The BBC reports:
The inquiry said that internet service providers (ISPs) and the government should work together to draw up guidelines to make it clearer to parents what safety settings were available on their home computers and other internet-enabled devices.
Other recommendations included:
- A government review of an opt-in filter to access adult material on the internet
- Accelerated implementation of content-filtering system Active Choice for new internet customers
- ISPs to roll out within 12 months network filters that provide one-click filtering for all devices connected to the same internet account
- Public wi-fi networks to have a default adult-content bar
The report itself can be accessed here, and clearly favours a system where you have to opt-in to see what the filters deem to be “adult” content (which means you have to opt out of the censorship) and calls for the government to run a consultation on the idea.
It seems to me that:
- In a free, democratic society, adults should not be required to opt out of censorship of otherwise legal material.

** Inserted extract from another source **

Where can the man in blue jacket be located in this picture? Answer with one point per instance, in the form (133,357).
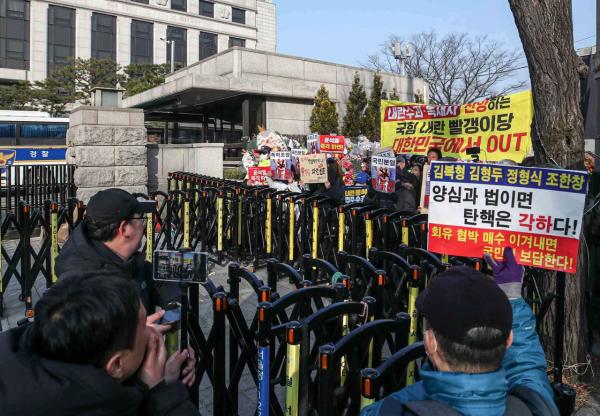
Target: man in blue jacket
(480,338)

- Once you have “network level” filters that censor out adult content by default, then assuming the filters work, you have built an infrastructure that can be easily (ab)used for censorship per se in place.
- It is far better to educate parents and guardians about what tools are available to help with supervising children’s access to the net than it is to implement such filtering.
- If this goes ahead, it will inevitably be worked around by those who know how and it will inevitably block content that should not be blocked.